Numeri che non tengono conto della sinergia fra settore DOP IGP e prodotti trasformati, che negli ultimi anni è andata consolidandosi e rappresenta una via di crescita sempre più rilevante per molte produzioni territoriali di qualità: sempre più referenze tra gli scaffali della GDO, anche di private label, riportano tra gli ingredienti una materia prima ad indicazione geografica, in particolar modo nelle corsie dei condimenti, nei primi piatti ma anche in quelle di dolci, pizze e bevande.
Scenari e criticità
L’Italia è il paese europeo che conta il maggior numero di prodotti ad indicazione geografica: solo nel vino sono registrate 408 DOP (che corrispondono alle denominazioni nazionali DOC e DOCG) e 118 IGP (corrispondenti ai vini IGT), su un totale di 845 prodotti di grande qualità.
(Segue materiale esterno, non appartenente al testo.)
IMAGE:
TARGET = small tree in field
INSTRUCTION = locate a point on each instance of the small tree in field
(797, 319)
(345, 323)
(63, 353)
Seconda la Francia con 698 indicazioni, più staccate Spagna (349) e Grecia (261). Un patrimonio da tutelare e che vede l’Italia protagonista nella discussione della riforma europea del sistema delle IG nell’ambito della strategia Farm to Fork, che condurrà, secondo l’europarlamentare italiano Paolo De Castro, Primo Vice-Presidente della Commissione Agricoltura e Sviluppo Rurale UE, intervenuto nel corso della tavola rotonda di commento al rapporto, alla “redazione di un testo unico europeo sulle produzioni di qualità”. Molti i nodi ancora da sciogliere per Mauro Rosati, Direttore della Fondazione Qualivita, come quello della proliferazione dei marchi pubblici di qualità “Purtroppo, anche con l’inserimento delle recenti leggi su km0 e prodotti a filiera corta, si introducono altri marchi all’interno della filiera agroalimentare. Il tema è di essere credibili agli occhi dei consumatori – commenta Rosati, scorrendo la lista degli oltre 20 marchi che oggi si possono trovare sulle etichette delle referenze a scaffale – non possiamo dare un marchio pubblico a tutti i prodotti, rischiamo di generare solo confusione. Serve una riorganizzazione”. In chiusura dei lavori l’intervento del ministro Lollobrigida “La qualità è l’unico valore aggiunto che ha la nostra nazione, non avendo grandi potenzialità sulla quantità, settore in cui non possiamo oggettivamente essere competitivi in un’epoca di globalizzazione: possiamo difenderci ed aggredire il mercato se usiamo le nostre grandi potenzialità. Siamo convinti – afferma il titolare del dicastero di via XX Settembre - che la difesa di un modello che mette al centro i produttori e i consumatori possa contribuire a valorizzare ancor di più il prezioso lavoro dei consorzi e promuovere la Dieta mediterranea, sinonimo di cibo salutare e sicuro. È mia ferma intenzione proteggere le nostre eccellenze, patrimonio della nostra comunità nazionale, e contrastare in ogni sede qualsiasi produzione che rischia di spezzare il legame millenario tra agricoltura e cibo, fino alle omologazioni alimentari, di cui il cibo sintetico rappresenta la forma più estrema”.